In the merge proposal, Kennedy described Twenty Seventeen as “an ambitious theme that focuses on a creative home page and an easy site setup experience for users.” It is the first default theme designed specifically for business websites. The theme includes four customizable panels on the front page (as seen in Kennedy’s demo video below), which can be set to display content from existing pages. It includes support for uploading a custom logo and uses SVG icons throughout the theme, which Kennedy notes is a first for a default theme.

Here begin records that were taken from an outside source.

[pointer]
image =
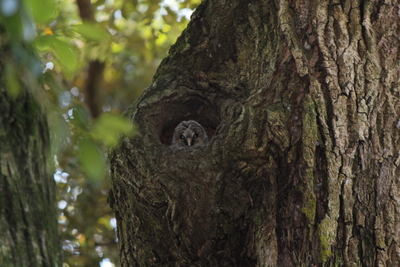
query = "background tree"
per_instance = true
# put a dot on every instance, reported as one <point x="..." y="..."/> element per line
<point x="301" y="99"/>
<point x="128" y="39"/>
<point x="28" y="231"/>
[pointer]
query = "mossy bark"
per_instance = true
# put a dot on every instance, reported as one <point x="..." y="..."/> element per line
<point x="301" y="100"/>
<point x="28" y="214"/>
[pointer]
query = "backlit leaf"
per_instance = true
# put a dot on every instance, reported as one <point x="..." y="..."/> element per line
<point x="92" y="160"/>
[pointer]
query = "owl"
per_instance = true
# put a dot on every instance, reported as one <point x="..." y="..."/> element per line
<point x="189" y="134"/>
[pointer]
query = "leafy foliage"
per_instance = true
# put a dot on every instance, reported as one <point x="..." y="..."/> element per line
<point x="131" y="37"/>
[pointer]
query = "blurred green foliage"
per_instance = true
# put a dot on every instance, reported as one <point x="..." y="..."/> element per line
<point x="131" y="37"/>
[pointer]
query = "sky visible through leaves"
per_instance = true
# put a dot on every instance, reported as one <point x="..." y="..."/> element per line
<point x="130" y="37"/>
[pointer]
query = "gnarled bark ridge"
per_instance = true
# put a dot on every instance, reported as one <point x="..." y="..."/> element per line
<point x="301" y="101"/>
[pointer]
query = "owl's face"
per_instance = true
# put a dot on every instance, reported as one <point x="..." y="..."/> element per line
<point x="189" y="134"/>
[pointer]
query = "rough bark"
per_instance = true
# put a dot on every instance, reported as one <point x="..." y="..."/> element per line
<point x="28" y="214"/>
<point x="301" y="99"/>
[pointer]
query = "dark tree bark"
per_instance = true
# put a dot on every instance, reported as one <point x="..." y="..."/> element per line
<point x="28" y="214"/>
<point x="94" y="95"/>
<point x="302" y="169"/>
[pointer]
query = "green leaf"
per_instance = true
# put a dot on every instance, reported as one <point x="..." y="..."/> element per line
<point x="109" y="128"/>
<point x="92" y="31"/>
<point x="65" y="53"/>
<point x="12" y="83"/>
<point x="92" y="160"/>
<point x="43" y="11"/>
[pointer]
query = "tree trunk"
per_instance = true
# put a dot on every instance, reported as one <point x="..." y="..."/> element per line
<point x="301" y="101"/>
<point x="28" y="214"/>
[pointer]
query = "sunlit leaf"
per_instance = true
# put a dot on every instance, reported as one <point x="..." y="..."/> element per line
<point x="91" y="31"/>
<point x="65" y="53"/>
<point x="92" y="160"/>
<point x="108" y="128"/>
<point x="43" y="11"/>
<point x="12" y="83"/>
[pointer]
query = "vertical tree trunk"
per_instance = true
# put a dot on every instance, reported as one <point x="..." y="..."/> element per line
<point x="301" y="99"/>
<point x="28" y="215"/>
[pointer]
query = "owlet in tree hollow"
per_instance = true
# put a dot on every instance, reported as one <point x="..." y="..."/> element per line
<point x="189" y="134"/>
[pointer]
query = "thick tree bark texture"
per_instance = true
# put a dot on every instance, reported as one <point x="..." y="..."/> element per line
<point x="303" y="166"/>
<point x="28" y="214"/>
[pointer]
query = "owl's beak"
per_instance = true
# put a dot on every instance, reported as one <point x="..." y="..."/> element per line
<point x="189" y="141"/>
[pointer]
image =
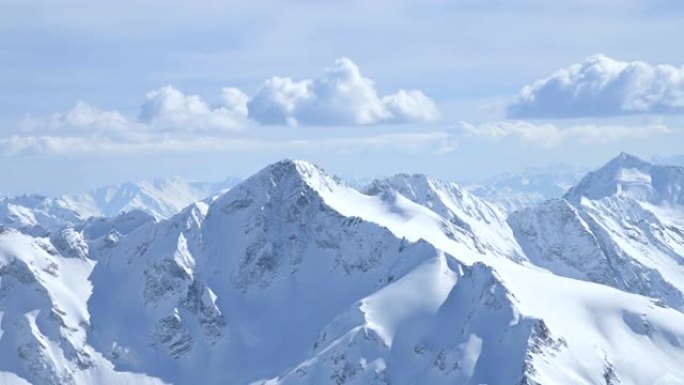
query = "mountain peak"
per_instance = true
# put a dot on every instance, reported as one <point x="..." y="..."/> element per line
<point x="630" y="176"/>
<point x="627" y="159"/>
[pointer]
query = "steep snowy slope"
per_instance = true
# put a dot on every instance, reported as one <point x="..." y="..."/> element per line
<point x="449" y="324"/>
<point x="468" y="219"/>
<point x="292" y="277"/>
<point x="622" y="225"/>
<point x="44" y="319"/>
<point x="512" y="192"/>
<point x="161" y="198"/>
<point x="245" y="283"/>
<point x="36" y="214"/>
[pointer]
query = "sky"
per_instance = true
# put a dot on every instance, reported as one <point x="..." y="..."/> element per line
<point x="96" y="93"/>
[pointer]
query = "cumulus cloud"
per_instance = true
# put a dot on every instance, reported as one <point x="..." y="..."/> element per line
<point x="81" y="116"/>
<point x="341" y="96"/>
<point x="169" y="108"/>
<point x="601" y="86"/>
<point x="550" y="135"/>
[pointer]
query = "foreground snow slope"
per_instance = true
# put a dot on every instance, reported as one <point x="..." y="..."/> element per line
<point x="292" y="277"/>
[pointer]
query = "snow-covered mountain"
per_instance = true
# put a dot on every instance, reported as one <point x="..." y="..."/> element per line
<point x="161" y="198"/>
<point x="514" y="191"/>
<point x="621" y="225"/>
<point x="36" y="214"/>
<point x="293" y="277"/>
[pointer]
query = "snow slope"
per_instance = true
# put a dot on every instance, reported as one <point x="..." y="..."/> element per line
<point x="622" y="226"/>
<point x="36" y="214"/>
<point x="293" y="277"/>
<point x="514" y="191"/>
<point x="161" y="198"/>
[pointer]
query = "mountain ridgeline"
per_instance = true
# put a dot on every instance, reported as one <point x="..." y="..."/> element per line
<point x="293" y="277"/>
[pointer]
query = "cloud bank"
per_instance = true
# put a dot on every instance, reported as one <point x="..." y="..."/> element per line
<point x="549" y="135"/>
<point x="601" y="86"/>
<point x="342" y="96"/>
<point x="169" y="108"/>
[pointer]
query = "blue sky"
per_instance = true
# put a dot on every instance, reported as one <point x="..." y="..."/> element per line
<point x="101" y="92"/>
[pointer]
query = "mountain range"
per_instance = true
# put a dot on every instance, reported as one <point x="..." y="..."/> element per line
<point x="293" y="277"/>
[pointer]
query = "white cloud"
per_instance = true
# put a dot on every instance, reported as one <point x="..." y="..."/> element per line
<point x="169" y="108"/>
<point x="601" y="86"/>
<point x="550" y="135"/>
<point x="438" y="141"/>
<point x="81" y="117"/>
<point x="341" y="96"/>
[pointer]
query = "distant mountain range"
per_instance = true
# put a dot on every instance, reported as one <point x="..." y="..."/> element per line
<point x="293" y="277"/>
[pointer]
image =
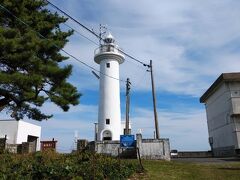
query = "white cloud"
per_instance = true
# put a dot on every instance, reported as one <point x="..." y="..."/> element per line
<point x="186" y="131"/>
<point x="166" y="32"/>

Twenty Seventeen will offer three different options for a color scheme: light, dark, or custom (which can be set via a user-friendly color-picker):

“Twenty Seventeen will ship with its current implementation of panels in the theme and without video headers,” Kennedy said during yesterday’s core development meeting. A ticket for adding core support for video headers is open on Trac and contributors are still working out all of the intricacies of the feature. It may not be ready to ship with the first version of Twenty Seventeen, but it’s an exciting step forward for standardizing an approach for developers who want to build video headers into their themes.

“Video headers are definitely doable,” Nick Halsey said during yesterday’s meeting. “It’s a matter of getting consensus on the best approach on the ticket.”

Contributors have also discussed creating a multi-panel page that lets users select content for the different sections. It would benefit Twenty Seventeen but contributors are considering giving it more time in development as a feature plugin.

“Regarding multi-panel, I’d agree that it’s not going to make it,” Kennedy said in the #core Slack channel today. “That isn’t to diminish the awesome work done so far, but it needs more. I’d like to start making plans for it to be a feature plugin, perhaps. I want to see the momentum continue. Core needs a solution around this, and it will take more people to help make it even better.”

Twenty Seventeen has had 59 contributors to date and may gain a few more before the 4.7 release cycle is finished. The theme will benefit from testing in as many different environments as possible, since it will immediately be high profile as the next default WordPress theme.